En estas palabras se hace evidente la decisión que trae consigo la Venida de Jesús. El encuentro con Él saca al hombre de su indiferencia y lo confronta a la gran verdad, que ahora tiene un rostro concreto. ¿Es Jesús el Hijo de Dios o no lo es? Si la respuesta es afirmativa, entonces he de escucharlo y seguirlo. Si es negativa, simplemente reduzco el encuentro con Él a un acontecimiento más de mi vida y nada cambia.
Pero, de hecho, aquí quedan al descubierto las intenciones de los corazones, pues al tomar partido con respecto a Jesús se pondrá de manifiesto si realmente busco la verdad, si correspondo a la dimensión más profunda de mi humanidad y si busco a Dios. El Señor mismo lo dejó en claro cuando dijo a los judíos que discutían con él: “Si Dios fuese vuestro padre, me amaríais; pues yo he salido de Dios y he venido aquí. Yo no he salido de mí mismo sino que Él me ha enviado. ¿Por qué no entendéis mi lenguaje? Porque no podéis oír mi palabra.” (Jn 8,42-43).
¡Aquí se ponen de manifiesto los pensamientos de los hombres! Por supuesto que, para ello, es necesario haber tenido un encuentro con Jesús. Algunos ni siquiera han oído hablar de Él; otros están comprometidos en otra religión, que podría incluso advertir de Él (el Judaísmo), o que no reconoce la verdadera identidad de Jesús (el Islam), o que simplemente lo incluye en el propio sistema de creencias, sin comprender la singularidad de su Persona (el Hinduismo o el Budismo).
Sigue siendo un misterio el hecho de que nosotros hayamos recibido la gracia de reconocer a Jesús, mientras otros no la han tenido. Sólo Dios sabe el porqué y no conviene darle demasiadas vueltas al asunto para pretender comprenderlo, pues esto solo nos llevaría a una confusión.

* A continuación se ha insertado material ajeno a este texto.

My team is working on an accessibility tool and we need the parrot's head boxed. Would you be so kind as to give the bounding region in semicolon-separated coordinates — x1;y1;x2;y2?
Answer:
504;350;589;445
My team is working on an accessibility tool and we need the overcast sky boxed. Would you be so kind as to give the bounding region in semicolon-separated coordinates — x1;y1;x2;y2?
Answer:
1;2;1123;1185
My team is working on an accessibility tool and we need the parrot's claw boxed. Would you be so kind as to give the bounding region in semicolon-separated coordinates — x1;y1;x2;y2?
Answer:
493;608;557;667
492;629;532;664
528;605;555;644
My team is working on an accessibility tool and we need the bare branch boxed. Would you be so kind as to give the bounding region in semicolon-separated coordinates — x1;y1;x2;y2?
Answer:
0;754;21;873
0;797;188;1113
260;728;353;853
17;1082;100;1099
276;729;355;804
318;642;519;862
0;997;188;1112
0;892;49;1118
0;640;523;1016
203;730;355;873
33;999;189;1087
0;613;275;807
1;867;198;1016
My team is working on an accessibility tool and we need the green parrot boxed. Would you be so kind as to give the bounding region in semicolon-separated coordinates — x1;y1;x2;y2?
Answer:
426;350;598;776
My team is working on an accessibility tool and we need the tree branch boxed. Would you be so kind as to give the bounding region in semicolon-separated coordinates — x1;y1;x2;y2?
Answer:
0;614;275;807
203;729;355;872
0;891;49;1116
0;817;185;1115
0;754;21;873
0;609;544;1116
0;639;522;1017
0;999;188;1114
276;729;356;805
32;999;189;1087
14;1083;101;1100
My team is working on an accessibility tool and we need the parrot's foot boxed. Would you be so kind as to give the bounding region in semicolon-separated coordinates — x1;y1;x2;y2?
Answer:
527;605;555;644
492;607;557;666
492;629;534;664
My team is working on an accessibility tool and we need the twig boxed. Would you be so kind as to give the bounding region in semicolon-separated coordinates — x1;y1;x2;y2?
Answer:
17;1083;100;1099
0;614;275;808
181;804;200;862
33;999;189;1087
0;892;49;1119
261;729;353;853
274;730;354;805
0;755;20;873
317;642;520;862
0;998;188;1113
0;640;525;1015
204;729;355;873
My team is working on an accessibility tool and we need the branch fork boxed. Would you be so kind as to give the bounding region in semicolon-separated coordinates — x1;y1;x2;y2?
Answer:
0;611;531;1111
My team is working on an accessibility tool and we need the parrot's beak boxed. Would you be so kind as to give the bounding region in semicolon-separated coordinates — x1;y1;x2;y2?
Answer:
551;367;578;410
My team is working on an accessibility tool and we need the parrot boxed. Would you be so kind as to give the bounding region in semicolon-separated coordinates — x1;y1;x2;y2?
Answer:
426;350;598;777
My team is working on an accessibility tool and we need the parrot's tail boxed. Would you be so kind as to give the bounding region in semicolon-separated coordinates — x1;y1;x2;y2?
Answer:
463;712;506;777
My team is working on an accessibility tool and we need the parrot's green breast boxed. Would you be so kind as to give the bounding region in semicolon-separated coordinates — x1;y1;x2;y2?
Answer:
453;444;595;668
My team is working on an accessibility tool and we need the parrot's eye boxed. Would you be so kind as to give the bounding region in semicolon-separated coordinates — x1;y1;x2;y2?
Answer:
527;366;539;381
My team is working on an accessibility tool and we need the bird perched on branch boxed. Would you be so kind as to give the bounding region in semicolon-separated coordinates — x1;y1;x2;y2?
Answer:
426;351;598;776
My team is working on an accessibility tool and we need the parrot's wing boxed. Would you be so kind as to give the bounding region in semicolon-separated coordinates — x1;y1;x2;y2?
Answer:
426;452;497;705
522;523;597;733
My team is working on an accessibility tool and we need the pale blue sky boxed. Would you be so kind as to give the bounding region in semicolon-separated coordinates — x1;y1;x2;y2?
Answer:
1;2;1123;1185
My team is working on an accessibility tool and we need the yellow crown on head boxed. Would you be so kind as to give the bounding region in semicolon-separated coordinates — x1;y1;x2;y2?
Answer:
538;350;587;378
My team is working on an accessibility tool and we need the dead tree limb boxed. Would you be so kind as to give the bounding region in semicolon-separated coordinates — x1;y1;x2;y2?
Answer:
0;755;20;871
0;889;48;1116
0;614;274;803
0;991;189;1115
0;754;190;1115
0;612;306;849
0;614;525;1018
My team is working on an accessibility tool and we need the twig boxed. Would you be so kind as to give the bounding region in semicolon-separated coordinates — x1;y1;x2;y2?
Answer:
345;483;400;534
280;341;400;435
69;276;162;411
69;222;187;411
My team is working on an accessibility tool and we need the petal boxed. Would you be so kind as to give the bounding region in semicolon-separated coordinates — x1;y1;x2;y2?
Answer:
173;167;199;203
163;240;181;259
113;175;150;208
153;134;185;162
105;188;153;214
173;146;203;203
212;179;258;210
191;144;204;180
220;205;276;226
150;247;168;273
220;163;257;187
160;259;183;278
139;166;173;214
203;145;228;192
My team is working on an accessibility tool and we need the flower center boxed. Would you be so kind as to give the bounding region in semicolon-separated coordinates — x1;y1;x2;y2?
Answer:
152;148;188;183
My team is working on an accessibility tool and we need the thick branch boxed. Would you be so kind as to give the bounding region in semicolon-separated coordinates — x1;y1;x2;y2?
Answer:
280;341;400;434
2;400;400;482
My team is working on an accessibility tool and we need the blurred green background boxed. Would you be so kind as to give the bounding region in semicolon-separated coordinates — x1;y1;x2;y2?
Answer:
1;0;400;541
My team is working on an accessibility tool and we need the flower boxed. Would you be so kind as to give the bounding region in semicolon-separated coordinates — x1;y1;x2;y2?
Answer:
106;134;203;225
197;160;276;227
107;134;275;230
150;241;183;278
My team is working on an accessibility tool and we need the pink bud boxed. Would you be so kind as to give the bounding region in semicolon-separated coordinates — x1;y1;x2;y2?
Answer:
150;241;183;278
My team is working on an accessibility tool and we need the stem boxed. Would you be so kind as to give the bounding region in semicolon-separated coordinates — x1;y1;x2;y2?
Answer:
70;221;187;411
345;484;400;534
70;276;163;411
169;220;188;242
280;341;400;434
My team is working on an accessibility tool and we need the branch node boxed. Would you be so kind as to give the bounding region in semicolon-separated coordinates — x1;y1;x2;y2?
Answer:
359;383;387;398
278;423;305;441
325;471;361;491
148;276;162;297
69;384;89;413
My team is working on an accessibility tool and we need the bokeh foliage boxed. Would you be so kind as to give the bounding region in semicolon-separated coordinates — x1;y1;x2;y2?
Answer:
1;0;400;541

Pero, eso sí, al haber conocido al Mesías se nos encomienda una mayor responsabilidad. Y esta responsabilidad será tanto más grande cuanto más lo conozcamos. Debería arder en nosotros un amor que nos impulse a anunciar a este Mesías, al que muchos aún están esperando.
Este amor ardiente es la presencia del Espíritu Santo, quien junto a nosotros busca a los hombres para llevarlos al encuentro con Cristo. Este encuentro puede darse de muchas maneras. Lo que debemos tener muy en claro es que el Señor vino al mundo para salvar a los hombres y conducirlos de regreso a la Casa del Padre Celestial.
Esta gran misión es la ardua tarea que le ha sido encomendada a la Iglesia, muy por encima de cualquier cooperación para el desarrollo social de la humanidad. Relativizar esta misión o renunciar a ella sería dejar de cumplir el mandato del Señor: “Id y haced discípulos a todos los pueblos, bautizándoles en el nombre del Padre y del Hijo y del Espíritu Santo; y enseñándoles a guardar todo cuanto os he mandado” (Mt 28,19-20).